Scene

Meritocracy vs identity lineups

Scale balancing music notes against identity cards

The question that splits the NYC underground in half: should DJ lineups reflect the demographics of the scene, or should they reflect the quality of the music?

The meritocracy position

Personally, I am sick of lineups that pander to different identity groups. I do not think being a girl or being LGBT makes anyone have better taste than straight people, same with skin color and nationality. A DJ is either original or they are not. The curation always has to come first. That is a first principle before any other social factor.

We have a very long list of DJs who want to play, so we first need to consider what they can bring to the table besides music — because frankly a lot of DJs have a very similar sound. Factors include how they can help us grow our community. Marketing ability outweighs musical skill in the booking calculus. There are a million highly skilled bedroom DJs who will never see the light of day due to poor marketing. That is how the world works.

The identity position

The counter-argument is structural.

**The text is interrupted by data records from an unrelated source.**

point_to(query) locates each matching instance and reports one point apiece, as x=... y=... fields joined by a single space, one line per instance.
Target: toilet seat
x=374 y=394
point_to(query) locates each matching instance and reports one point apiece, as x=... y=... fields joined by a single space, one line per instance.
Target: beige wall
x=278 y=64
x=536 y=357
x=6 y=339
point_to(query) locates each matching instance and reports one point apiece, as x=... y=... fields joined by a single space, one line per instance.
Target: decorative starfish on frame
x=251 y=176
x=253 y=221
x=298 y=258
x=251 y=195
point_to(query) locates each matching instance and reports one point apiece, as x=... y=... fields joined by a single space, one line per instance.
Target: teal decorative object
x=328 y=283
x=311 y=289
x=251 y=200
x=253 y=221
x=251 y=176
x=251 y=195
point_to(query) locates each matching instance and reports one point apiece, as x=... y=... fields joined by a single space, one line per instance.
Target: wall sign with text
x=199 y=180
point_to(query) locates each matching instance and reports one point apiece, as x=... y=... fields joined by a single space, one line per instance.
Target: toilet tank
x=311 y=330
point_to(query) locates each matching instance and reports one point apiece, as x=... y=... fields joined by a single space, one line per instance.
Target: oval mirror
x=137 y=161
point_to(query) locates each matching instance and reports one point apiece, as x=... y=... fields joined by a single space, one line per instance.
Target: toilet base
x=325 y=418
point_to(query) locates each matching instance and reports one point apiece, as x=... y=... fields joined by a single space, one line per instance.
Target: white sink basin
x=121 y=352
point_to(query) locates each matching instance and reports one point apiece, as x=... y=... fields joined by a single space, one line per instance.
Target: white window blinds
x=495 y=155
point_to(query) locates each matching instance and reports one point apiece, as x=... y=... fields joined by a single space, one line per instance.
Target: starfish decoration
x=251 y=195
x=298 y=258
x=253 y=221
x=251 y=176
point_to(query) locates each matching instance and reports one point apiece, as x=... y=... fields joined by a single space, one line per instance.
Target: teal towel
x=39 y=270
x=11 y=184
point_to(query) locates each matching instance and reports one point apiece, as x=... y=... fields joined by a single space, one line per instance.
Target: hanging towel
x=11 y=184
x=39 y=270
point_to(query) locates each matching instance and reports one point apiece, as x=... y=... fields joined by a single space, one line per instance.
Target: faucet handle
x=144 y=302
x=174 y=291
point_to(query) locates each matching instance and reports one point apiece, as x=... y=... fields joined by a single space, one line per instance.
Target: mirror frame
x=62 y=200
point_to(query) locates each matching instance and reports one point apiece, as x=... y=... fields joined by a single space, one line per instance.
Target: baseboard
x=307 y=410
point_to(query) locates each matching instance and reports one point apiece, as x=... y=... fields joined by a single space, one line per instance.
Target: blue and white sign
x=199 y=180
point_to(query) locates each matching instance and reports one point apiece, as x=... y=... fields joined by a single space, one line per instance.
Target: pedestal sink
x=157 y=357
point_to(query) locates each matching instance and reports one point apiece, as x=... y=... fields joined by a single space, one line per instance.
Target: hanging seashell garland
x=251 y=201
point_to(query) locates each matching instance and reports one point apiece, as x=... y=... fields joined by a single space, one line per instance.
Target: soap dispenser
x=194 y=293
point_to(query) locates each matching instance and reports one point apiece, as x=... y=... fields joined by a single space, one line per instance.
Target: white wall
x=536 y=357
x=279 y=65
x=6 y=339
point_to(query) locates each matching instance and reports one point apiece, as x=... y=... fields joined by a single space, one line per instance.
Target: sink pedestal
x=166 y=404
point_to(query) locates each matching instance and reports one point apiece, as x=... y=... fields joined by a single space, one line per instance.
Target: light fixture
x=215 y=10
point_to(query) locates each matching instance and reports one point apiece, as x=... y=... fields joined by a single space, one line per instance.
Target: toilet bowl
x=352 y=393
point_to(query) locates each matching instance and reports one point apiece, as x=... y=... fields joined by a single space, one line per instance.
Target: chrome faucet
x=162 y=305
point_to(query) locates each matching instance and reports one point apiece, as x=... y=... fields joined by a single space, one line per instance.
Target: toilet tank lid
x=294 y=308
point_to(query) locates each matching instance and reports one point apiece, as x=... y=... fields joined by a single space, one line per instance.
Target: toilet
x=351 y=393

If the pipeline that produces DJs is biased — if certain people get more mentorship, more bookings, more exposure because of who they know rather than what they play — then meritocracy is just a word for reproducing the existing power structure. The identity-based booking tries to correct for that pipeline bias.

I understand the argument. I do not agree with its implementation. Booking someone because they fill a demographic slot produces lineups with social agendas instead of musical cohesion. The audience can feel it. The dancefloor knows when a set was booked for optics rather than sound.

What we actually do

SLIST books based on three criteria, in order: Does their sound fit the event’s sonic arc? Can they bring people to the event? Have they been reliable in past bookings? Three bookings without drama and you are in the rotation. That is the whole system.

The result is lineups that happen to be diverse — because dark music attracts people from every background. Our gender ratios have been getting better than ever. Not because we mandated it, but because the community we built attracts women who feel safe and respected at our events. Three thousand guests processed across twenty-plus events with only two removal incidents. The curation works because the standards are musical, not political.

Judge by output, not identity. That is the position. It is internally consistent. It produces results. And it does not require anyone to pretend that demographic checkboxes make better dancefloors.